1. The special effects will make your eyes pop out

After all, it’s another Marvel movie about a smart, rich guy with a goatee who flies around spouting one-liners, primarily towards villains with a comparable skill set. And this one has magic! And medicine.


2. People are willing to be operated on by a Doctor named “Strange”.

It happens. My wife had an anesthesiologist named “Paine”. And yes, it’s a strange name, pun probably intended. But it’s the least silly name in the movie. But names aren’t everything. He’s a brain surgeon – probably the best on earth, in his humble opinion. He cherry-picks the patients that he knows won’t ruin his perfect record, he wants medical techniques to be named after him (“We’re going to do the Strange Technique on you. Is that okay?”) and his idea of a fun date is taking his ex to watch him speak at a medical conference. That’s the doctor you want.


3. Your talents do not come solely from you. Someone upstairs is pulling the strings.

As egotistical as you may be, it could all come crashing down in a second. And the fact that it hasn’t yet means that God decided you should do well – for now. Doctor Strange crashes his car while checking brain scans texted to him, and crushes every bone in his hands. (The same hands he needs for surgeries. As opposed to different hands.) And the only doctor who could have fixed it to the way it was before is Strange himself. Or so he claims.

Maybe he didn’t learn his lesson yet.


4. Western medicine doesn’t always work.

Not only can Strange no longer do the one thing he was really good at, he can’t even shave. So he tries Eastern medicine, which is a little bit harder to swallow, and is well past the manufacturer’s date. Someone tells him about a person called “The Ancient One”, who is bald, so maybe he or she has shaving tips.

Also, apparently, flight restrictions in the East are such that you can only bring one knapsack. And one watch, which will break on the first day.

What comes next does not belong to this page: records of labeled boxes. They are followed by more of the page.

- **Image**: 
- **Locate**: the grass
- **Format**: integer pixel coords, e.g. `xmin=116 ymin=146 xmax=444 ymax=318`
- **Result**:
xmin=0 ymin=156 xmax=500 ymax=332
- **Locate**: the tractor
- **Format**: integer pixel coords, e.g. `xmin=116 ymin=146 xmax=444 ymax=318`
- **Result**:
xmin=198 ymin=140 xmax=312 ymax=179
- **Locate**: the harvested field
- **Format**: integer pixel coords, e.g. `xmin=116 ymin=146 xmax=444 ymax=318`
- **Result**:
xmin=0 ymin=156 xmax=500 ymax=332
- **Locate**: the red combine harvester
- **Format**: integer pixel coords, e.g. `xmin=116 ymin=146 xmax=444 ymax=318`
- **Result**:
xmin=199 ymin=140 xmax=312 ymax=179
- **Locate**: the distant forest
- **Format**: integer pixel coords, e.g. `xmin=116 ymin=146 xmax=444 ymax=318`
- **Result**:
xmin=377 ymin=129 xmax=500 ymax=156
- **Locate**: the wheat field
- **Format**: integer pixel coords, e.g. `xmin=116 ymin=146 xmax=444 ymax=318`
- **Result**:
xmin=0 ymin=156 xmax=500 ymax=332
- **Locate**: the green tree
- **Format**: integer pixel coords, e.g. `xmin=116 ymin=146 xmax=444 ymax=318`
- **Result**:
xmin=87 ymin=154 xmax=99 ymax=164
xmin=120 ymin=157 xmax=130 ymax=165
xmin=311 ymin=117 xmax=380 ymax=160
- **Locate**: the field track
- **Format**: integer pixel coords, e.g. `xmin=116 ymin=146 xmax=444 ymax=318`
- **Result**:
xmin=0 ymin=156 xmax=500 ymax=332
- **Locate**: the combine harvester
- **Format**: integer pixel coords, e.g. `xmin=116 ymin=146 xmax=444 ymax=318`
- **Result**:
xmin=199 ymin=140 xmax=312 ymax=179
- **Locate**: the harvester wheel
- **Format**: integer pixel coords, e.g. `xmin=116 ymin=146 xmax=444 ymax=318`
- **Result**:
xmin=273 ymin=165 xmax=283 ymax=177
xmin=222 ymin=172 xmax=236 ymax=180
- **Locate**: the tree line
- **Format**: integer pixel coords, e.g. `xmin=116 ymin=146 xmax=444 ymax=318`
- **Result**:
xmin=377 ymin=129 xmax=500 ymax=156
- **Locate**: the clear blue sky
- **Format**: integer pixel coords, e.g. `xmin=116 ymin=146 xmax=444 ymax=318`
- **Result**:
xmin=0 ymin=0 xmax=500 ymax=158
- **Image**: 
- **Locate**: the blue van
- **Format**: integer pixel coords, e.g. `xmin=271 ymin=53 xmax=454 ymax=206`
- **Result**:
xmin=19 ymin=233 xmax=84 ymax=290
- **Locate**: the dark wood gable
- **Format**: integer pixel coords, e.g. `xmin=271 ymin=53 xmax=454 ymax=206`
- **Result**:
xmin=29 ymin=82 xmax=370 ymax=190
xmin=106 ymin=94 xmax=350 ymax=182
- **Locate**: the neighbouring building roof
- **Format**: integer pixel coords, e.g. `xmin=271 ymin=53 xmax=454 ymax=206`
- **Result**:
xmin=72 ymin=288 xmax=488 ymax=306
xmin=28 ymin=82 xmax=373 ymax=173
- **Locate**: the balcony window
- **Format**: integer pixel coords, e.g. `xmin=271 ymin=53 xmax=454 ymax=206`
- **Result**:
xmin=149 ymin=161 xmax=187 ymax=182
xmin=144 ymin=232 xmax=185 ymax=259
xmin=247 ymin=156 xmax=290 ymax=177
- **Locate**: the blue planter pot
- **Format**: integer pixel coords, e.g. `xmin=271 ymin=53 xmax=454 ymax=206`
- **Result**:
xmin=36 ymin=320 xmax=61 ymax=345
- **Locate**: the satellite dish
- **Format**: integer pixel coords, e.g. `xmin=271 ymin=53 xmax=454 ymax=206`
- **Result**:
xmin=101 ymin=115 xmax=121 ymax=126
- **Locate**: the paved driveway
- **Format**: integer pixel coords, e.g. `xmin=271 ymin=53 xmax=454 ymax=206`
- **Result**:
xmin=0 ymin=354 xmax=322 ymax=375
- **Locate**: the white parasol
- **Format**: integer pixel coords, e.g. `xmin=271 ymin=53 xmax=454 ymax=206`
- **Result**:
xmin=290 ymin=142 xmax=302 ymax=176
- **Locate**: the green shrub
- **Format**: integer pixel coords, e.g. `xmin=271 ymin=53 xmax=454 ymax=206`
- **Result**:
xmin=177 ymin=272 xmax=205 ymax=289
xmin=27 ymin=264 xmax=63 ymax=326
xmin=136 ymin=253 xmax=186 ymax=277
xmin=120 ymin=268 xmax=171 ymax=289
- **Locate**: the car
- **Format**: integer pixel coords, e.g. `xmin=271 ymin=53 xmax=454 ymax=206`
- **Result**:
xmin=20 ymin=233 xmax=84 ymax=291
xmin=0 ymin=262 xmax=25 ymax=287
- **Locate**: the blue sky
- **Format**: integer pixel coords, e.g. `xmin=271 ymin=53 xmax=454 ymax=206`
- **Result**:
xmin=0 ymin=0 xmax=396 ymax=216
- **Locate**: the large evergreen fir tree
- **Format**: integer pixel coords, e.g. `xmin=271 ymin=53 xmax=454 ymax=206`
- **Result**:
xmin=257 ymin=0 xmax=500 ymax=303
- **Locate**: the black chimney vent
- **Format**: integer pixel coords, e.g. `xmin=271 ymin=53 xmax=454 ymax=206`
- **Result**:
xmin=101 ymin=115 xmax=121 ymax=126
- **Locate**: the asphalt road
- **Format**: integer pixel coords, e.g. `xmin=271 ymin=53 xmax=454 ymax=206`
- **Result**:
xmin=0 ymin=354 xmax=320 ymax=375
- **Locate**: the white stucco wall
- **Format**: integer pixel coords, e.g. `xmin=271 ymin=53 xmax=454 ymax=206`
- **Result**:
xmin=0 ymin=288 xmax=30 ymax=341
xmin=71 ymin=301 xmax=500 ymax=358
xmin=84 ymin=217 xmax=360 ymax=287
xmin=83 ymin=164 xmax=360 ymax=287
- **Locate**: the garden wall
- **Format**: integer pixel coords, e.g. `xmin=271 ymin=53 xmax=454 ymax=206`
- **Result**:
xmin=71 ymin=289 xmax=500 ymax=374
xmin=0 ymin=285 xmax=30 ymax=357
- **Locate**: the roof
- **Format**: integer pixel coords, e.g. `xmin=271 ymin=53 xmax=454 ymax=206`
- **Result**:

5. Women live much longer than men.

Apparently, the ancient one is a middle-aged British woman. (Traditionally, in the comics, it’s been an Asian guy. But nowadays, when people think fictional magic, they think British women. I blame JK Rowling.) She’s also the Sorcerer Supreme, which is a job that comes with a lot of responsibilities, including the delivery of exposition. She’s actually centuries old, so everyone calls her “The Ancient One”, which is way more respectful than “The Old One”.


6. Forget everything you think you know.

I don’t know if this is a great lesson, but movies are always telling me to do this. They don’t want me to forget everything I know, just the things I think I know. So first I have to sort everything into two piles: things I know, and things I think I know. Then I have to forget that whole second pile, after I just, for no reason, brought it up. It’s a huge hassle.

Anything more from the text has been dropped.